While there has been a lot of concerns raised because of the lack of women in the STEM field, the University of Connecticut has created a very effective initiative that has doubled the female STEM graduates of the university. What exactly did they do that other higher education institutions can learn from?

According to Daniel Burkey, associate dean for undergraduate education and diversity of the engineering department, they have created a suite of programs that reaches out to girls from different age ranges in the K-12 space.

He added that these programs present engineers as positive role models to the underrepresented population across different levels. They show these kids what engineers do and the impact they make in the society and the environment. Most of all, they show these kids that engineers are also ordinary, normal people like them.

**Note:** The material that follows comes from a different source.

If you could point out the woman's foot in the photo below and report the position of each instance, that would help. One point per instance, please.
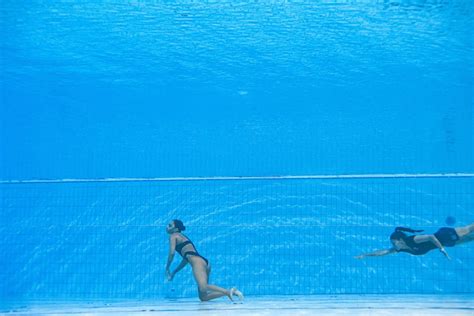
(234, 291)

One of these programs is called Engineering Ambassadors, where University of Connecticut's engineering students volunteer and visit primary and middle schools around the state. Most of these volunteers are female engineering students.

The UConn engineering department also holds a Multiply Your Options conference for eighth-graders twice a year. The conference is hosted by female engineering undergraduates and graduates of the university. The eighth graders play games with the volunteers as well as peer mentoring which made them realize engineering is not as scary as they thought it to be because someone not that older than them is doing it.

Another program, Women in Engineering Day, is aimed at high school students where they are given a chance to spend one day with former female engineering students and faculty. From the 120 high school girls that took part in the program, the University of Connecticut said that 30 enrolled in the university's school of engineering.

Furthermore, the University of Connecticut's engineering program has seen a 50 percent growth in the enrollment of female students from 2009 to 2015. In 2009, there were only 322 girls who majored in engineering but in 2015, the number is 688, which makes up 28 percent of the graduating students of the 2020 Class.